Segundo informações divulgadas pela agência Reuters, seis paraquedistas e dois médicos militares foram lançados de paraquedas na ilha para entregar cilindros de oxigênio, medicamentos e equipamentos hospitalares. A missão foi feita por uma aeronave da Força Aérea britânica, que saiu da Inglaterra, passou pela Ilha de Ascensão e seguiu até o território no meio do Atlântico Sul.
Durante o trajeto, o avião precisou ser reabastecido em pleno voo para conseguir completar a operação. De acordo com o governo britânico, esta foi a primeira missão humanitária do país realizada com envio de médicos por lançamento aéreo.
Os suprimentos foram destinados principalmente ao atendimento de um cidadão britânico que esteve a bordo do navio de cruzeiro afetado pelo surto de hantavírus e passou pela ilha em abril.

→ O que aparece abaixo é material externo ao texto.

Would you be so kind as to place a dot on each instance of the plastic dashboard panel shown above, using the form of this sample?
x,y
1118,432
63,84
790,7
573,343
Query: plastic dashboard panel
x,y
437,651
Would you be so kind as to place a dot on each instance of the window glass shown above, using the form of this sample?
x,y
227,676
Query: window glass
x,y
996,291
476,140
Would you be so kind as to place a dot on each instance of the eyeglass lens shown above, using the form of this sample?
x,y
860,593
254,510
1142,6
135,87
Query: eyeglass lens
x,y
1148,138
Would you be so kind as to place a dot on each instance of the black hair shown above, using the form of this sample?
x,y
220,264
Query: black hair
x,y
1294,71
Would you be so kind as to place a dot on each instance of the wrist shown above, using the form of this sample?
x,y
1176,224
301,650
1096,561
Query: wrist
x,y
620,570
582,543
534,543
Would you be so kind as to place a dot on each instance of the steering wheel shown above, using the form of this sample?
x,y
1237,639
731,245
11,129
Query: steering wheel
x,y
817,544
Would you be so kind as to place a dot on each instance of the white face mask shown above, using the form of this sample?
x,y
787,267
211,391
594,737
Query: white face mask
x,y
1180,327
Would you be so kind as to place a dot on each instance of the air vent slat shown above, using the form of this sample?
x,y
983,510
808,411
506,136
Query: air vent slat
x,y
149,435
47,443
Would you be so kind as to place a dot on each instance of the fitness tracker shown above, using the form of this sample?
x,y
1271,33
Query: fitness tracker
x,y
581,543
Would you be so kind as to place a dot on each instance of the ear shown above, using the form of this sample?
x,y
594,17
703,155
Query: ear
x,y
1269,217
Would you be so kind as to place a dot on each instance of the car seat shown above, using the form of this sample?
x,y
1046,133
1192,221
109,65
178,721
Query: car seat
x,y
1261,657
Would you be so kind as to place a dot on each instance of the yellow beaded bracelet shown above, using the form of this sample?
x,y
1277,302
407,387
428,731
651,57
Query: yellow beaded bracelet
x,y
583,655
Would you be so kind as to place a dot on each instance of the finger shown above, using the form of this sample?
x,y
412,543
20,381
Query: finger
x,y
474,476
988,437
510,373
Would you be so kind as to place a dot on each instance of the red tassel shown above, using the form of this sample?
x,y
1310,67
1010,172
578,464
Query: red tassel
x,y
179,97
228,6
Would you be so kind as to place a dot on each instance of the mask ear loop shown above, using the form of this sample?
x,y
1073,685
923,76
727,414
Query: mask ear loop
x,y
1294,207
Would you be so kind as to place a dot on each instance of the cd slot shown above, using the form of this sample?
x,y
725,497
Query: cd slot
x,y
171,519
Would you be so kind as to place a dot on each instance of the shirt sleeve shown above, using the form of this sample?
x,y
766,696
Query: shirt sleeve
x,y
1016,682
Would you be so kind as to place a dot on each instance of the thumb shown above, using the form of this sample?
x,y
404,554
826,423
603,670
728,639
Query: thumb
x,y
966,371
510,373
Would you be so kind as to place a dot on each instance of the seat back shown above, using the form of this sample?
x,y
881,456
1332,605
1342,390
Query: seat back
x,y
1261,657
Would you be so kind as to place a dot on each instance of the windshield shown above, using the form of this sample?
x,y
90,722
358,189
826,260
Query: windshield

A Organização Mundial da Saúde informou que o paciente apresentou sintomas compatíveis com a doença no dia 28 de abril, mas permanece estável e isolado.
Em nota, o Ministério da Defesa britânico afirmou que os estoques de oxigênio da ilha estavam próximos do fim e que a operação aérea era a única forma de garantir atendimento rápido ao paciente.
Com cerca de 200 moradores, Tristão da Cunha fica entre a África do Sul e a América do Sul e não possui aeroporto. O acesso ao território normalmente é feito apenas por barco, o que dificulta ações emergenciais.
Antes da operação, exames para detectar hantavírus já haviam sido enviados para a Ilha de Ascensão, onde outro passageiro do mesmo cruzeiro desembarcou antes de seguir para a África do Sul.
O brigadeiro Ed Cartwright afirmou que a chegada dos militares e dos equipamentos ajudou a tranquilizar os moradores da ilha.
Enquanto isso, o navio MV Hondius, atingido por um surto de hantavírus que deixou três mortos, chegou neste domingo (10) às Ilhas Canárias para iniciar o desembarque de passageiros e tripulantes.
A retirada ocorre sob forte esquema de segurança sanitária. Os passageiros passam por exames médicos ainda a bordo antes de serem levados em grupos isolados ao aeroporto de Tenerife, de onde seguem para seus países de origem.
Segundo a OMS, o risco de transmissão para a população local é considerado baixo. Até o momento, seis casos da doença foram confirmados no cruzeiro.
O hantavírus pode provocar febre, dores no corpo e complicações respiratórias graves. A transmissão geralmente ocorre pelo contato com fezes, urina ou saliva de roedores infectados, embora autoridades investiguem a possibilidade de transmissão entre pessoas na cepa identificada no navio.
Após o desembarque, o MV Hondius seguirá para a Holanda, onde será submetido a um processo de desinfecção.